Wednesday, November 22, 2006

Sony's PlayStation 3

Sony has recently come out with their PS3 and quite honestly, I'm still trying to figure out why they're allowed to stay in that business. They ran into the classic problem of being the top dog, relaxed a little bit, and is now getting walloped by the competition. However, even if Microsoft and Nintendo weren't around, Sony has made it a point to mess up in as many areas as possible. Every time a read a report, they've done something new wrong. For the fun of it, I compiled a list of some of the things I've heard:

  • Delays in development of the new system out (I know, lots of high tech firms do this, but it doesn't make it right).
  • Promised features they couldn't deliver on.
  • Cut back production estimates multiple times.
  • Doesn't have perfect backwards compatibility with older games.
  • There are very few games to choose from, especially relative to the competition.
  • The system is extremely expensive, again especially relative to the competition.
  • Their big claim to innovation are the graphics, which game developers aren't taking advantage of yet, but even still this is more of incremental improvement rather than true innovation (read "Leading the Revolution" by Gary Hamel to get more on this).

Historically, when companies have issues like these, they fall hard and fast.
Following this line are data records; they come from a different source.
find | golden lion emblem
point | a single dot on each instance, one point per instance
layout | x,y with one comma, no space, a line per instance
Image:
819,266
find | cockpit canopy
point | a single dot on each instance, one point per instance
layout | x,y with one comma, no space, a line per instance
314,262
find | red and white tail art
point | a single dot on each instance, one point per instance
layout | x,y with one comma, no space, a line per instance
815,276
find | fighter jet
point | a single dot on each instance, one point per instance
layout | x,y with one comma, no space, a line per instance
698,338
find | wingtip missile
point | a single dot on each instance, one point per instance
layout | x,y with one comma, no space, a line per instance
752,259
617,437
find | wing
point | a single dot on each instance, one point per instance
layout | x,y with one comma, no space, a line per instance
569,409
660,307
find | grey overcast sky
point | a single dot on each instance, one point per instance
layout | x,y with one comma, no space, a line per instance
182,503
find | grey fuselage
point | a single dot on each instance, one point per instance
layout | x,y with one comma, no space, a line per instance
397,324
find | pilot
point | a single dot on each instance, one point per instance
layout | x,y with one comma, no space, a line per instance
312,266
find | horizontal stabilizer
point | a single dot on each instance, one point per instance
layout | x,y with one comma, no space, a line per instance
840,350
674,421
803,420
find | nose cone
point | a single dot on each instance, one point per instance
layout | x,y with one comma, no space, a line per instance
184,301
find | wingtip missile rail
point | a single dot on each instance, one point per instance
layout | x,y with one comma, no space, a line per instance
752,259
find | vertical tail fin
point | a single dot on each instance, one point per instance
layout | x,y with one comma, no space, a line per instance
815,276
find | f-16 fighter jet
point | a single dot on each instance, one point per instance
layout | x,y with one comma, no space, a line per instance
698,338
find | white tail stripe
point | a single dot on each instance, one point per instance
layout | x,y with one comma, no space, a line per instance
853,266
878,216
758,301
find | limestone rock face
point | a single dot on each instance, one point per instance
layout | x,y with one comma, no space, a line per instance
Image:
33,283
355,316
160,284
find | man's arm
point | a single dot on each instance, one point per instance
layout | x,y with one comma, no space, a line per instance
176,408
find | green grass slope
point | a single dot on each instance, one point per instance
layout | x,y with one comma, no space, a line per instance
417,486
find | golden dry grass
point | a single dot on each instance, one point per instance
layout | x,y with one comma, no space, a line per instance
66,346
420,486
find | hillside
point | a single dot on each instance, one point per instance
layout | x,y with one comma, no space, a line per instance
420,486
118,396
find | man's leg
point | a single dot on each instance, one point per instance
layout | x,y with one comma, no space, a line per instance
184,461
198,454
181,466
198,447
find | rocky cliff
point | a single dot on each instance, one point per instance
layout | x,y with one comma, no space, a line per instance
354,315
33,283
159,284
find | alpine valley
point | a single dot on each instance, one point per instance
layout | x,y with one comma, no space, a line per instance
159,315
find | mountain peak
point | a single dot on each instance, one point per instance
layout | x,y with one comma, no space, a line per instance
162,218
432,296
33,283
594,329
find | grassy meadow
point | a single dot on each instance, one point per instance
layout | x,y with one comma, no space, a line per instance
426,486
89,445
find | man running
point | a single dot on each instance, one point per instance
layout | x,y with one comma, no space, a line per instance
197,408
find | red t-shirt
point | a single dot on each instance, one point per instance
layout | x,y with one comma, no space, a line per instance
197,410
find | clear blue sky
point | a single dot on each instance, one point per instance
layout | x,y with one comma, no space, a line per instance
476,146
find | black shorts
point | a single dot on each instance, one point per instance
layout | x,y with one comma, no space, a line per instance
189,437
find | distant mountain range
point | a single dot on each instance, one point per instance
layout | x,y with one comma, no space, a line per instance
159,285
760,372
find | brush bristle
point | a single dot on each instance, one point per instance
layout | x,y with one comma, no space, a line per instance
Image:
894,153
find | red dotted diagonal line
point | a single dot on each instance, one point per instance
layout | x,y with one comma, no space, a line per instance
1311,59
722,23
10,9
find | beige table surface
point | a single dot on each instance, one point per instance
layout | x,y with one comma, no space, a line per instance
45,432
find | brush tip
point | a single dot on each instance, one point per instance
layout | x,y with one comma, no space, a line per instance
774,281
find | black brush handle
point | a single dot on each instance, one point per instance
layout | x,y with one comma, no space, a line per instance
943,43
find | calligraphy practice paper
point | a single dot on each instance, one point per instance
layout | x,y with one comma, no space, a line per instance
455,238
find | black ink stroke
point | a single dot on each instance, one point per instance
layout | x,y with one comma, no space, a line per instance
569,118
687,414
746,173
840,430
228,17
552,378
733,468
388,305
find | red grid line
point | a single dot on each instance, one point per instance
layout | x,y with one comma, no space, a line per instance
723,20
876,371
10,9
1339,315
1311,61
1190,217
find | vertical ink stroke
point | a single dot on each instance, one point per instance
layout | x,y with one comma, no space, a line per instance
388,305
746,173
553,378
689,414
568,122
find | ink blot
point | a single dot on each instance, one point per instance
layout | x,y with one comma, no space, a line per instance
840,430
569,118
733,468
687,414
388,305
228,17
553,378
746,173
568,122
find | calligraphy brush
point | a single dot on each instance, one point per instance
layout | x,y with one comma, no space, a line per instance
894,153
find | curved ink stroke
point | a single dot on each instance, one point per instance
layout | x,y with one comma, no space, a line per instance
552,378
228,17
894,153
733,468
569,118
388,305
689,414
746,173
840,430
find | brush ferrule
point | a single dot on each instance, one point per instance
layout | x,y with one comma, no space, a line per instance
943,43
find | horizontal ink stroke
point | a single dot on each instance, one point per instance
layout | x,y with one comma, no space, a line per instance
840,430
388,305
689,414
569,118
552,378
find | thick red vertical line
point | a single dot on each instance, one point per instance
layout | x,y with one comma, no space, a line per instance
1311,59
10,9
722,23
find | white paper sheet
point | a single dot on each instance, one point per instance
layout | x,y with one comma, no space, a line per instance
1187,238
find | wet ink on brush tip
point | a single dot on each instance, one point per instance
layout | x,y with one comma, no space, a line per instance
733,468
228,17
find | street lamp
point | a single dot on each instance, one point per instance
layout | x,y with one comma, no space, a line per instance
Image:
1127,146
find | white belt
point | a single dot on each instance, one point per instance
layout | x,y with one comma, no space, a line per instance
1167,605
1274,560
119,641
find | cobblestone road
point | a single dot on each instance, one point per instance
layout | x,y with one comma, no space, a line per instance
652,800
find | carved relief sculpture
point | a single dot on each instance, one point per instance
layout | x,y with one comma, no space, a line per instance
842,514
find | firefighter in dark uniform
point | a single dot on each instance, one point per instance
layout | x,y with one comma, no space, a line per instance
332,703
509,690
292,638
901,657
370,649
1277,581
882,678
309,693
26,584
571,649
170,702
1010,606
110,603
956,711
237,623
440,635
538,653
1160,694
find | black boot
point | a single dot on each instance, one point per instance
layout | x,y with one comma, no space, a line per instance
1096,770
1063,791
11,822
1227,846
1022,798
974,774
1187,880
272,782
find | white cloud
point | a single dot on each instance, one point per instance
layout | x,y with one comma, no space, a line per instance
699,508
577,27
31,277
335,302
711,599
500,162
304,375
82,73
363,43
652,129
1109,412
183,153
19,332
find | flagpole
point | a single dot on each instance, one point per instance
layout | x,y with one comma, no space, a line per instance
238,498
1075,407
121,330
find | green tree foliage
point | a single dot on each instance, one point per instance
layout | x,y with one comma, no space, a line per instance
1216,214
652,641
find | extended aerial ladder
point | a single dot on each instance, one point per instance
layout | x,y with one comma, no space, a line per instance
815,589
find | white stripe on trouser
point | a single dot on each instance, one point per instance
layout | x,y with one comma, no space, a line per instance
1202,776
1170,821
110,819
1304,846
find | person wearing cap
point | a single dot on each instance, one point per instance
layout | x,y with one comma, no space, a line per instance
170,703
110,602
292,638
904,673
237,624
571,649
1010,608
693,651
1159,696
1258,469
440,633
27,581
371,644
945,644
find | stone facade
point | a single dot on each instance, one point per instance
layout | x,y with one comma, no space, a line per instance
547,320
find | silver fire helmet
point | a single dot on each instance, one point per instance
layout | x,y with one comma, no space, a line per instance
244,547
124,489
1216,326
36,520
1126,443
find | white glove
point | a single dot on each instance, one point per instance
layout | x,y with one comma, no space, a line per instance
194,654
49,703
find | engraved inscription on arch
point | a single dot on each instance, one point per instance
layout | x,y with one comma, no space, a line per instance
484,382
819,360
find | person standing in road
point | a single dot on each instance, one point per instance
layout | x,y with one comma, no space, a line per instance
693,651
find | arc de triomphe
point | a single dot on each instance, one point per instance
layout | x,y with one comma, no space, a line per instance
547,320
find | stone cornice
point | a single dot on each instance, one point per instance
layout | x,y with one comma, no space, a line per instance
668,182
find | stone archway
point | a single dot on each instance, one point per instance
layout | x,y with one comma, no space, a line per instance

Just look at the ups and downs of Boeing and Airbus and you'll see what I mean. It amazes me that consumers would line up and fight to get this system. Is it really that cool? Everything I've read would suggest no. On the bright side, I believe the free market system is going to work and Sony has a very high chance of falling to third place in the gaming industry. I believe this because of simple math. Sony has sold 400,000 units, Nintendo has sold 2,000,000 units and Microsoft has sold 7,000,000 units. Furthermore, with the shortages of PS3's and Wii's, X-box sales have picked up again. By the end of the year, Nintendo plans on having another 1,000,000 units out. Sony on the other hand, wants to have another 600,000 units out by the end of the year - though analysts say because of the production process it might be closer to another 400,000 units. Oh yeah, don't forget that Sony and Microsoft lose money on each system and Nintendo makes money on each system.

From what it looks like, Sony can't produce enough units to catch up even if every single one of them sells. Knowing gamers, they're going to jump systems rather than wait for Sony to get their act together- which is already evidenced by the increase in X-box sales. It really is not looking good for Sony on plain raw numbers, which they deserve for all the mistakes they've made. Though I must admit, it would have been nice to see them put up a bigger fight against Microsoft. There's nothing like seeing two titans go after each other. Oh well. Perhaps in 6 years we'll see a better effort by Sony when the new wave of systems come out.